Let us implement all needed routines.

In [3]:
def pdv(f,x,variable, h = 0.01):
    # ===== INPUT ===== #
    # f: Function in several variables
    # x: Point at which the derivative is taken at
    # variable: Variable to which we are going to differentiate
    # h: Spacing
    # ===== Output ===== #
    # ∂f/∂x[variable] evaluated at x
    
    h_vec = np.zeros(len(x))
    h_vec[variable] = h
    
    diff = f(x + h_vec) - f(x - h_vec)
    
    return diff/(2*h)

def gradient(f, x):
    # ===== INPUT ===== #
    # f: Function in several variables
    # x: Point at which the gradient is evaluated
    # ===== Output ===== #
    # ∇f evaluated at x
    
    n = len(x)
    grad = np.array( [pdv(f,x,xi) for xi in range(n)] )
    return grad


def line_search2(f,x,grad):
    
    # Extremely sloppy minimization
    
    a = np.linspace(0,1,50)
    feval = [f(x-ai*grad) for ai in a]
    ind = np.argmin(feval)
    
    return a[ind]
        
    
def gradient_descent(f,ansatz, alpha, TOL = 0.01):
    # ===== INPUT ===== #
    # f: Function to minimize
    # ansatz: Initial guess
    # alpha: parameter
    # ===== Output ===== #
    # x s.t. f is minimum
    
    x_min = np.copy(ansatz) # initialize
    grad = np.ones( len(ansatz) ) # initialize
    
    while np.linalg.norm(grad) > TOL:
        grad = gradient(f,x_min)
        alpha = line_search2(f,x_min,grad)
        x_min = x_min - alpha*grad
        
    return x_min
    
    

# **Results**

To test our results, we will compare against some functions whose solutions we already know.

$$
f(x,y) = (x-1)^2 + (y+2)^2 -3
$$

is a paraboloid centered at $(1,-2)$ (hence its minimum). This test should be simple enough for the algorithm.

In [4]:
def test_func(x):
    return (x[0]-1)**2 + (x[1] + 2)**2 - 3

x_min = gradient_descent(test_func, [5,5], 0.1, TOL = 1e-5)
diff = np.array([1,-2]) - x_min
print("Error:", np.linalg.norm(diff))

Error: 2.854146892646271e-08


Now, the function

$$
f(x,y) = \cos(x) \sin(y)
$$

has several minima.
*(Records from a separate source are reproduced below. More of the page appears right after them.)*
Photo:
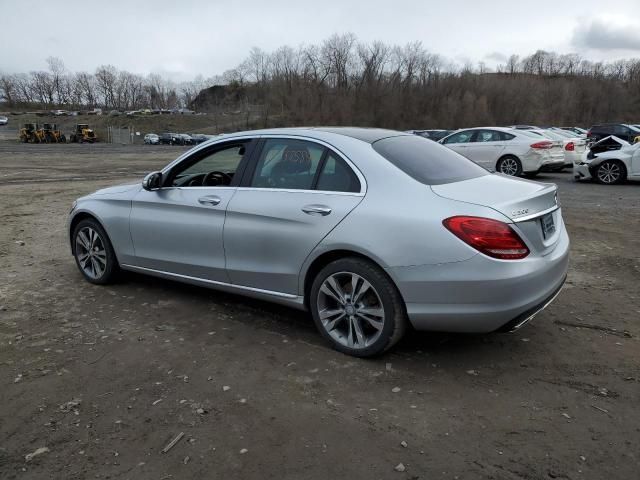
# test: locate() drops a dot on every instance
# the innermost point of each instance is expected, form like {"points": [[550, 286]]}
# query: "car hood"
{"points": [[515, 198], [123, 188]]}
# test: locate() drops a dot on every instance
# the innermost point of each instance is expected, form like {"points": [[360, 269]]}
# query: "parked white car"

In fact, for any two integers $m$ and $n$, the minimum are located at

$$
x = 2\pi n, \quad y = 2\pi m - \dfrac{\pi}{2}
$$

Let us try to find some of the minima.

In [5]:
def test_func(x):
    return cos(x[0])*sin(x[1])

x_min = gradient_descent(test_func, [4.125,-1], 0.1, TOL = 1e-5)
diff = np.array([2*pi,-pi/2]) - x_min
print("Error:", np.linalg.norm(diff))

Error: 9.610881359995597e-11


# Discussion

In this last report we looked at gradient descent. One of the most natural minimization techniques to make whenever we are dealing with functions of many variables. The results were good, which is expected from this type of algorithm.

One personal comment, is that I always wanted to implement a numerical gradient. I took the chance to do it here, I was excited.